Она провела когтем по золотой вышивке кресла в дюйме от его шеи.
— Ты боишься моей заботы больше, чем моего клинка, и это разумно. Клинок — это просто конец. А подобная забота — цепь. Не на горло. На что-то глубже.
Рейн резко развернула кресло к себе и наклонилась, упираясь ладонями в подлокотники. Теперь лицо Рино оказалось между ее когтями, а золотые глаза смотрели сверху вниз так пристально, будто хотели выжечь ответ раньше вопроса.
— Если я захочу тебя, — сказала она тихо, — то не потому, что ты слаб. И не потому, что ты пленник. Я не насилую рабов. Я беру только то, что принадлежит мне по праву силы. Или по праву согласия, о котором ты слишком неосторожно заговорил.
В этом не было нежности. Но не было и прежнего звериного презрения. Она как будто сама пробовала новое слово на вкус и злилась на себя за то, что оно не кажется ей совсем отвратительным.
Рино смотрел ей в лицо одним приоткрытым глазом, положив голову на собственную руку.
— Меня пугает то, что эти две вещи у тебя логично связаны, — сказал он. — Убить слабого и взять слабого. Вполне рабочая схема для хищника. Для самки тем более.
Рейн медленно выдохнула.
— Ты разбираешь меня как механизм, — сказала она. — По частям. Как мортиру на столе инженера. И при этом ждешь, что я скажу тебе правду.
Она вернулась на свое место и на этот раз села тяжелее.
— Нет, Рино. У меня нет такой логики, как у ваших басен. Война — это голод, да. Но не всякий голод ищет одинаковую пищу. Те, кто гибли в моем шатре, чаще всего умирали потому, что не могли вынести тяжести моей воли. Они ломались раньше, чем я успевала коснуться их.
Она сделала большой глоток и вытерла губы тыльной стороной лапы.
— А ты, — добавила она, — почему-то не ломаешься. Даже когда должен.
Рино только немного сместился в кресле, поморщился от боли в колене. — Основное дело уже сделано, — сказал он. — Ты поняла, что нужно. Всё остальное решится по ходу пьесы.
Она едва не зарычала снова.
— Пьеса, — повторила она. — Ты превращаешь мой легион в театральную труппу, а меня — в твою главную актрису.

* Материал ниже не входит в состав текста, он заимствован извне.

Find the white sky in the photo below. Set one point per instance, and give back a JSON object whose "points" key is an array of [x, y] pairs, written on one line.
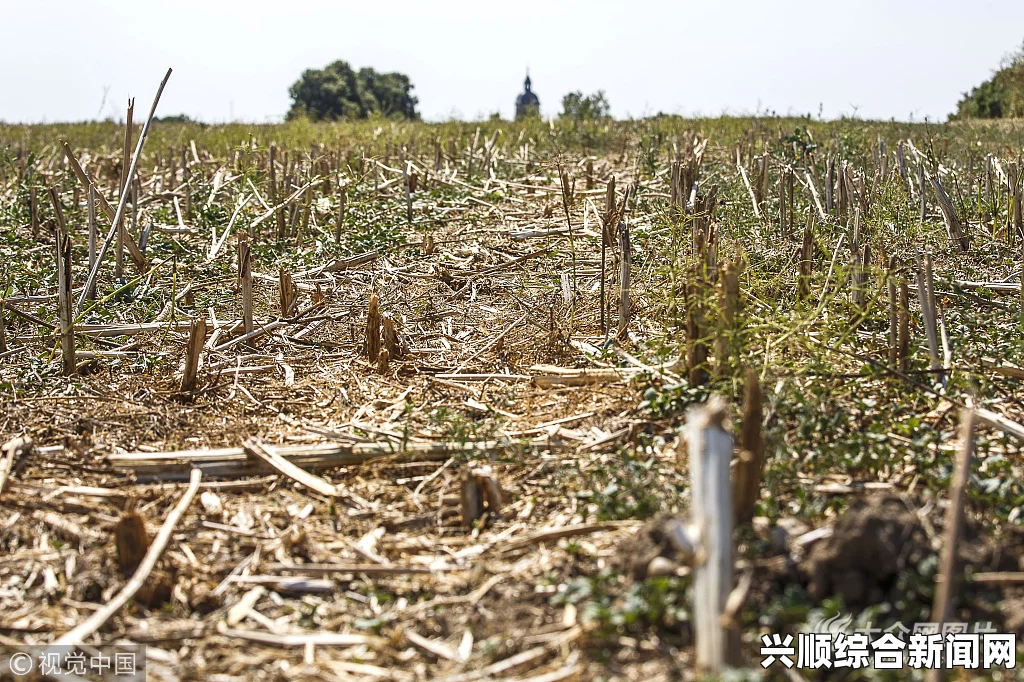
{"points": [[235, 59]]}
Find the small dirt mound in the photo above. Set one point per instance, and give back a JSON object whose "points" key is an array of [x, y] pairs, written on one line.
{"points": [[871, 544], [651, 541]]}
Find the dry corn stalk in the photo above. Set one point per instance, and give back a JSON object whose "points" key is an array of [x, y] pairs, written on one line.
{"points": [[728, 301], [480, 494], [289, 292], [806, 258], [747, 485], [696, 348], [373, 332], [246, 283], [131, 541], [903, 346], [197, 337], [392, 341]]}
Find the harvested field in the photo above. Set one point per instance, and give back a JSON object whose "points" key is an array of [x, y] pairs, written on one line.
{"points": [[382, 401]]}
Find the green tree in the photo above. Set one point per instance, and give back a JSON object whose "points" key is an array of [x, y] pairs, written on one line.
{"points": [[339, 92], [576, 107], [999, 96]]}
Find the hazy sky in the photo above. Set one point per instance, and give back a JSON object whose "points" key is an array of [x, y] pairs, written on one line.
{"points": [[235, 60]]}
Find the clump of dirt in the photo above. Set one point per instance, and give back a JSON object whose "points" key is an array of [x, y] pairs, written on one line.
{"points": [[650, 542], [881, 552], [871, 544]]}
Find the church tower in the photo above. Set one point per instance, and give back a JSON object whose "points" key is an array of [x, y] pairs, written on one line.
{"points": [[526, 104]]}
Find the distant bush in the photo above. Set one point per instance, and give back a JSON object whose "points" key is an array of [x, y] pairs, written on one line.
{"points": [[339, 92], [1001, 96], [576, 107], [177, 118]]}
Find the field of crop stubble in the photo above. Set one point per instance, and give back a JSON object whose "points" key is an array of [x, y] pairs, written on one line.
{"points": [[365, 401]]}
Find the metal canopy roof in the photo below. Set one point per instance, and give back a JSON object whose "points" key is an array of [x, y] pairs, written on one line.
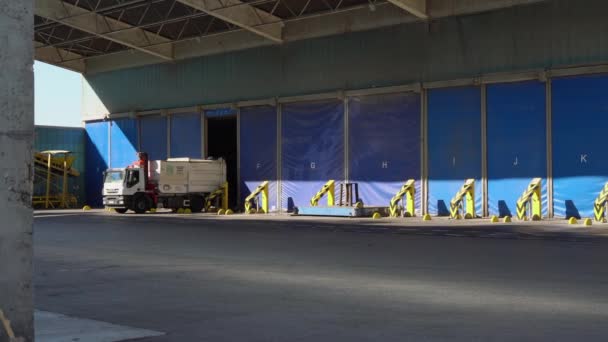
{"points": [[70, 32]]}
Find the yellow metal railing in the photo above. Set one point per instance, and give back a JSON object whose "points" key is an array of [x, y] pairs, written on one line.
{"points": [[599, 206], [222, 194], [464, 200], [530, 201], [408, 190], [53, 168], [253, 198], [328, 189]]}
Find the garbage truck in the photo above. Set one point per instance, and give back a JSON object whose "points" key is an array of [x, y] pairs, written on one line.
{"points": [[173, 183]]}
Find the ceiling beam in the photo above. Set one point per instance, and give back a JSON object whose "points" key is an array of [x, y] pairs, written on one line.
{"points": [[243, 15], [59, 57], [105, 27], [414, 7]]}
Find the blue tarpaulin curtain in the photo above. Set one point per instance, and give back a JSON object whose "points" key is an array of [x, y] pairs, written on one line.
{"points": [[186, 135], [123, 142], [312, 149], [517, 147], [580, 166], [97, 160], [384, 145], [454, 145], [258, 151], [153, 136]]}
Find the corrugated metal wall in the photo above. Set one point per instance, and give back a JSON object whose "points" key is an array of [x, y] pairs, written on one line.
{"points": [[517, 38], [64, 138], [508, 40]]}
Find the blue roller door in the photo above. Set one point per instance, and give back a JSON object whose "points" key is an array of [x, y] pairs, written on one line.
{"points": [[123, 142], [312, 149], [186, 135], [516, 139], [258, 151], [96, 159], [384, 145], [153, 135], [454, 144], [580, 166]]}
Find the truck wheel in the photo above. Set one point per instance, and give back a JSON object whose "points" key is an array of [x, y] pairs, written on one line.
{"points": [[196, 204], [140, 204]]}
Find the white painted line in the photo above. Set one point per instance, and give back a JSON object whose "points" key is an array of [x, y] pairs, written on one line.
{"points": [[53, 327]]}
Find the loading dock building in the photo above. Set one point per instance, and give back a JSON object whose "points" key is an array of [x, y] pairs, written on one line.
{"points": [[367, 92]]}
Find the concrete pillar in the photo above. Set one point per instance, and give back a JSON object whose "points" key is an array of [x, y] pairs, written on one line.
{"points": [[16, 137]]}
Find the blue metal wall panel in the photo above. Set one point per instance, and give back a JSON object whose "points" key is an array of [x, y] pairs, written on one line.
{"points": [[258, 151], [517, 147], [97, 160], [454, 144], [580, 166], [123, 142], [153, 135], [462, 46], [186, 135], [220, 112], [312, 149], [384, 145]]}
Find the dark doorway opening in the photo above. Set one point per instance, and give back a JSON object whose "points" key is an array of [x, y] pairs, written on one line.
{"points": [[221, 143]]}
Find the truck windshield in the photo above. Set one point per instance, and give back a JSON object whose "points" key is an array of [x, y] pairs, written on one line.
{"points": [[114, 177]]}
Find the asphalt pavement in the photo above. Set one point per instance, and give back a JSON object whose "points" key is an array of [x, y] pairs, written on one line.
{"points": [[207, 278]]}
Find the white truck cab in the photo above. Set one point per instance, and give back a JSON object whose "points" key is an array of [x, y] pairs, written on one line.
{"points": [[174, 183]]}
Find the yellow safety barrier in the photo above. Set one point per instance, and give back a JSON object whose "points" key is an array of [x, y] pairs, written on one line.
{"points": [[221, 193], [599, 206], [531, 199], [53, 168], [8, 329], [328, 189], [465, 200], [253, 198], [408, 190]]}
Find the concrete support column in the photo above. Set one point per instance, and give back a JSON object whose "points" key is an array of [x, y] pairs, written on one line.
{"points": [[16, 137]]}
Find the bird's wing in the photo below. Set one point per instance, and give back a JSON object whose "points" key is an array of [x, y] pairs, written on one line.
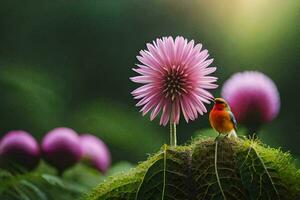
{"points": [[232, 118]]}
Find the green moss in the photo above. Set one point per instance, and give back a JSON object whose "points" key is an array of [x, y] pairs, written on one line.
{"points": [[231, 169]]}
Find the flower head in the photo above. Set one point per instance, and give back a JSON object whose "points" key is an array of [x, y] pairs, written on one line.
{"points": [[95, 152], [19, 149], [175, 77], [61, 148], [253, 98]]}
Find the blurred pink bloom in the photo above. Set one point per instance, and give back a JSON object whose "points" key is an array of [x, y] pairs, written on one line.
{"points": [[253, 98], [61, 148], [174, 74], [95, 152], [19, 148]]}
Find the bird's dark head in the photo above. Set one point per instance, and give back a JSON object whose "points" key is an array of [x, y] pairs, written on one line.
{"points": [[220, 103]]}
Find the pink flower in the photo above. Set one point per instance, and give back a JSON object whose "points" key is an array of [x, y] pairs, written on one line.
{"points": [[253, 98], [18, 149], [95, 152], [174, 74], [61, 148]]}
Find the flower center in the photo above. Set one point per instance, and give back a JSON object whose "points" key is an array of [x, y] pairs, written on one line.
{"points": [[175, 82]]}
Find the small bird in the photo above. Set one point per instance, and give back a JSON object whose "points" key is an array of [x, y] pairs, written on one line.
{"points": [[222, 119]]}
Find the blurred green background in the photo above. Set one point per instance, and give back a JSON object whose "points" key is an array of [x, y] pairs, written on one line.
{"points": [[68, 63]]}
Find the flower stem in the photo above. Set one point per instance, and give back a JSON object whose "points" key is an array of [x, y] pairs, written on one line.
{"points": [[173, 137]]}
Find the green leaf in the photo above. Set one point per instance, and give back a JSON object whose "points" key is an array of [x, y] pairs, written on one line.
{"points": [[259, 177], [214, 171], [168, 177], [227, 170]]}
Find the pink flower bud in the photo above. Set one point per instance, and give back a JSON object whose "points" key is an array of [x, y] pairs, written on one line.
{"points": [[95, 152], [19, 149], [61, 148]]}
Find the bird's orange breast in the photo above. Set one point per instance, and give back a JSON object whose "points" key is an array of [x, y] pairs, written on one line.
{"points": [[220, 121]]}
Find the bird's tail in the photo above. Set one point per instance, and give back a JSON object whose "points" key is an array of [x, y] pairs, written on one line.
{"points": [[232, 134]]}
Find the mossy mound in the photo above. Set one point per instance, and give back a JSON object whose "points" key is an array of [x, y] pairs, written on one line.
{"points": [[229, 169]]}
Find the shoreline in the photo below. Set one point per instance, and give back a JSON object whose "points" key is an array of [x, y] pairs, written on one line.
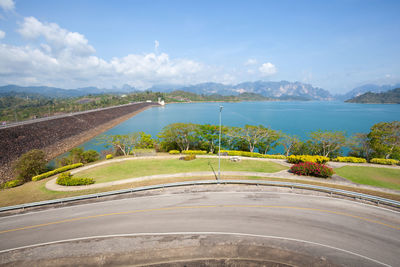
{"points": [[66, 145]]}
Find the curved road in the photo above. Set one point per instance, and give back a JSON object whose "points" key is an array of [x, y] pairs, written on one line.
{"points": [[343, 231]]}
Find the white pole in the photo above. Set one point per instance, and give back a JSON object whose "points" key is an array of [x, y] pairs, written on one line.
{"points": [[219, 150]]}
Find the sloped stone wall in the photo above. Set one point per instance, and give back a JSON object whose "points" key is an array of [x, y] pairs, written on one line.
{"points": [[17, 140]]}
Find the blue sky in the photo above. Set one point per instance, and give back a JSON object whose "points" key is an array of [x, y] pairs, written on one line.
{"points": [[335, 45]]}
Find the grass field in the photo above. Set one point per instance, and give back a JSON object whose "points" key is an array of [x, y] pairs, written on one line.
{"points": [[380, 177], [143, 167], [36, 191]]}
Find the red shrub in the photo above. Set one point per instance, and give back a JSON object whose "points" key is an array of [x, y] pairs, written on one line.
{"points": [[312, 169]]}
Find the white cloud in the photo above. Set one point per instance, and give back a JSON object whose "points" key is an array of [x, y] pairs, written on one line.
{"points": [[250, 61], [7, 5], [61, 40], [57, 57], [267, 69], [156, 45]]}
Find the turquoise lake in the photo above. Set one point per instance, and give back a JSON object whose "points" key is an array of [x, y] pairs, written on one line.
{"points": [[298, 118]]}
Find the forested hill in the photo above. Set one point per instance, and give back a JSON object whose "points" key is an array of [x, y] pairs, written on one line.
{"points": [[389, 97]]}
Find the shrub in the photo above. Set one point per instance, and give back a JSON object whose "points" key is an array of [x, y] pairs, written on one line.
{"points": [[384, 161], [56, 171], [350, 159], [68, 180], [12, 183], [312, 169], [30, 164], [189, 157], [274, 156], [195, 152], [251, 154], [307, 158], [90, 156]]}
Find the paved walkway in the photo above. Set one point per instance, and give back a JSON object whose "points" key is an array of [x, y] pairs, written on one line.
{"points": [[52, 185]]}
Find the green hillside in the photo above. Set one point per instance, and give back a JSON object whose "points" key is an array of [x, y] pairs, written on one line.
{"points": [[389, 97]]}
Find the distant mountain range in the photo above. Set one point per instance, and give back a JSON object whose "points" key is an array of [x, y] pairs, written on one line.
{"points": [[282, 90], [55, 92], [373, 88], [389, 97], [276, 90]]}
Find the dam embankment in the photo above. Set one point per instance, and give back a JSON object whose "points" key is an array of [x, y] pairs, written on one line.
{"points": [[59, 134]]}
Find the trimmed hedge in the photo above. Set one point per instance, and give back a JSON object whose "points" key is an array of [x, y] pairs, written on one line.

Но в голосе у нее было уже больше интереса, чем отвращения.
Они пили медленно. Говорили о городе, о том, что оставлять, а что разбирать, как не дать солдатам утонуть в празднике прежде, чем новый порядок успеет принять форму. Рино отвечал все короче. Вино брало свое. После нескольких часов боли, крови, угроз и работы его тело наконец позволило себе признать усталость.
Он сказал, что найдет где-нибудь угол и исчезнет на несколько часов поспать. Что доверие к Смерти рождается не сразу и не по приказу.
Рейн слушала это с тем выражением, с каким слушают неслыханную ересь, которая при этом звучит убедительно.
— В моем дворце нет мест, где можно исчезнуть от моего взгляда, — сказала она. — Но я позволю тебе так думать до рассвета.
Она указала на нишу за тяжелой портьерой, где офицеры обычно бросали плащи и могли прилечь между караулами.
— Спи там. Моя гвардия за дверью станет твоей стеной.
Рино мотнул головой.
— Нет. Я сам найду себе место. Если сказал "исчезнуть", значит исчезнуть. Мне не по себе не потому, что ты мне глотку перегрызешь. Это как раз вполне реалистично. А потому, что твои охранники должны будут делать вид, что охраняют южного сергала.
Рейн коротко, сухо рассмеялась.
— Хорошо. Исчезай. Я не стану искать тебя до рассвета. Но помни: этот город теперь мой желудок. И ты в нем либо лекарство, либо заноза. Или еда.
Она ушла, оставив его в полумраке зала, среди разлитого вина, серебра и тускнеющих свечей.
Рино посидел еще немного, упершись лбом в стол, и пробормотал, что все это какая-то жуть.
Один из гвардейцев, стоявших у дверей, поймал на себе его мутный взгляд. На вопрос, настолько ли он странное существо в северных глазах, солдат ответил не сразу. Потом сказал хрипло, что Рино — мертвец, который забыл упасть. Сбой в порядке вещей. Аномалия, которая либо перепишет их устав, либо сгорит к рассвету.
Рино хмыкнул, сполз на четвереньки, ухватил зубами кусок холодного мяса со стола и, хромая, отправился прочь.
Он знал дворец лучше, чем следовало бы знать пленнику и даже чужаку. До войны этот зал, коридоры и галереи были для него рабочим ландшафтом: местом, где можно было спрятаться от слишком долгих совещаний, уйти от дома, отлежаться несколько часов перед утренней службой, а потом снова спуститься к чертежам и ведомостям. Его укромное место было под самой крышей большого зала — узкая ниша возле крепления люстры, куда можно было забраться по тяжелой портьере и там свернуться клубком, слушая, как внизу шуршит чужая жизнь.
Ночью зал пустовал. Луна лилась в высокие окна, огромная люстра висела, как застывший водопад хрусталя. Рино вцепился в ткань портьеры, подтянулся, едва не выругался вслух от боли в колене, но все-таки забрался наверх. Там, в пыльной темноте, он доел мясо, прижал хвост к животу и заснул тяжело, беспокойно, как спят после слишком большого количества решений, принятых подряд.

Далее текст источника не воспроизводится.